Roeland Hendrikx
Roeland Hendrikx Ensemble | A JOURNEY TO MANNHEIM, BUDAPEST AND KRAKAU
Tue, 29 Apr
|Aartselaar (Sint Leonarduskerk)
Clarinet and String Trio. Works by Mozart, Hummel, Penderecki and Kokai
29 Apr 2025, 20:00
Aartselaar (Sint Leonarduskerk), Laar 25/29, 2630 Aartselaar, Belgium
Info
Roeland Hendrikx Ensemble
A JOURNEY TO MANNHEIM, BUDAPEST AND KRAKAU
Nicolas Dupont, violin
Sander Geerts, viola
Sébastien Walnier, cello
Roeland Hendrikx, clarinet
Program
W.A. Mozart | Flute Quartet KV 285 (arr)
J.N. Hummel | Clarinet Quartet
R. Kokai | Quartettino (1952) C. Penderecki | Quartet(1993)
Goethe once said that the string quartet was his favorite of all instrumental music: "one hears four intelligent people entertaining themselves with each other, and believes to understand something of their conversation." Goethe may have been talking about the string quartet, but you will find exactly the samething about the clarinet quartet after this concert. Only: we have to travel for that.
We begin with works by Mozart. Today we "borrow" an older quartet that Wolfie had actually written for amateur flutist Ferdinand de Jean, whom he had met in the entourage of the Mannheim Orchestra. For this theft we need not be harshly ashamed, for Mozart declared after failing to pay that he "had to stop writing for instruments he could not actually like."
Mozart passed on his talent for quartet composition to his pupil Johann NepomukHummel (1778-1837), who succeeded Haydn as Kapellmeister at the Esterházy's in Eisenstadt, on the border of Austria and Hungary. Hummel conceived Mozart in 1808 with a beautiful, highly idiosyncratic Clarinet Quartet.
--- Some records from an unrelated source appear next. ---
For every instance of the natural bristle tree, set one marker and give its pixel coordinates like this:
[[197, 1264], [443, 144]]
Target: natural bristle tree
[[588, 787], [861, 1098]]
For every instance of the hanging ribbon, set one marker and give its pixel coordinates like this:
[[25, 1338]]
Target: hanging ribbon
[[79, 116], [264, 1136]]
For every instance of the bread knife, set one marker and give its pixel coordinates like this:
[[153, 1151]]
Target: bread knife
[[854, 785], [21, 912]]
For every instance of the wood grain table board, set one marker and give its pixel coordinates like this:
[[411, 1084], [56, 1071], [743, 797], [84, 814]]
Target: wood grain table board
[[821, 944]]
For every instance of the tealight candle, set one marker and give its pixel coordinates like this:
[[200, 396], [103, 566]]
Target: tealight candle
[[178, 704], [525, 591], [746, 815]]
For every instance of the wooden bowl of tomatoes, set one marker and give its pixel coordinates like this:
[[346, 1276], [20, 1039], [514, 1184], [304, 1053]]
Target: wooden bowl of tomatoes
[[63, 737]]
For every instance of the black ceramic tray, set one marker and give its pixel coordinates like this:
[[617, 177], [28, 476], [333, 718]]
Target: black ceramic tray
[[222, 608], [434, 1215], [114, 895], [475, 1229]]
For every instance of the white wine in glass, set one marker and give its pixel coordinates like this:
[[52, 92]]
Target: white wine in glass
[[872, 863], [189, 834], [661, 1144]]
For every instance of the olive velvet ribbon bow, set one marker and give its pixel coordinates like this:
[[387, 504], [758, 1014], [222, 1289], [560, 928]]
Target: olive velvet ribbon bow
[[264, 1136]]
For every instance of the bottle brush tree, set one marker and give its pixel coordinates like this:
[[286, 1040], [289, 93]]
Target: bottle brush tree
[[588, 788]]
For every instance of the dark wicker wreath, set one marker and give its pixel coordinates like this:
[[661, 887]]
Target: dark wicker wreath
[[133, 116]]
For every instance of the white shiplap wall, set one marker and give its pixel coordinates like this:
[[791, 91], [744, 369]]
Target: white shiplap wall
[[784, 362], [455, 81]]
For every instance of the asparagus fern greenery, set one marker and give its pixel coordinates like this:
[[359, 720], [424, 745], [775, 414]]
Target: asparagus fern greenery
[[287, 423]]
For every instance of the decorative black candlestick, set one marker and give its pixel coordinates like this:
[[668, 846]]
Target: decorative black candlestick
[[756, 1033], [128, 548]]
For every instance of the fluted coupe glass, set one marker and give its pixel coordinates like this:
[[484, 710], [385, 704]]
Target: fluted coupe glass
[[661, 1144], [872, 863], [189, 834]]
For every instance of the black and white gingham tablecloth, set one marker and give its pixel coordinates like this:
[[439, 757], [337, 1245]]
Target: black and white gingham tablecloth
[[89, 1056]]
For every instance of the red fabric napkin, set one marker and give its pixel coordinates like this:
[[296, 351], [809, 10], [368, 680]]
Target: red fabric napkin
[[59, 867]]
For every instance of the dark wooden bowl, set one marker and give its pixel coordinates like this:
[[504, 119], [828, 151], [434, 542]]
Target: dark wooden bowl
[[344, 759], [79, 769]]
It is sometimes said of Hummel that he applied the subjective, the passionate, and the excessive of Romanticism to his own music some 20 years before that term came into vogue. The dramatic and surprising Clarinet Quartet is clearly a bridging work between Classicism and Romanticism, and the first movement audibly contains traces of Hummel's sometimes warm, sometimes chilly relationship with Beethoven: Hummel audibly quotes Beethoven's Eroïca, but it is not clear whether this was done out of respect, or with a parodying intent....
With Hungarian Rezső Kókai(1906-1962), we enter the 20th century, and end up in Budapest. Kókai was a (film) composer, professor of musicology, and music director of Hungarian national radio. His Quartettino(1952) for clarinet, violin, viola and cello is a jewel of neoclassical intimacy: in form it tastes of Stamitz, Mozart and Hummel, but in atmosphere it exudes Slavic rhapsodic melancholy in every phrase.
We end this trip in Krakow. Penderecki's 1993 Clarinet Quartet is rightly considered a high point in chamber music (by Penderecki). Although the entire work exudes nostalgia and Weltschmerz, the first three movements really only prepare for the imposing lament in Abschied. That final movement is a meditation on the Adagio from Schubert's String Quintet, but also a startling musical foreshadowing of the afterlife: it ends in a long, low pedal tone on the cello, which serves as the foundation for a rarefied, ethereal violin melody in the highest register.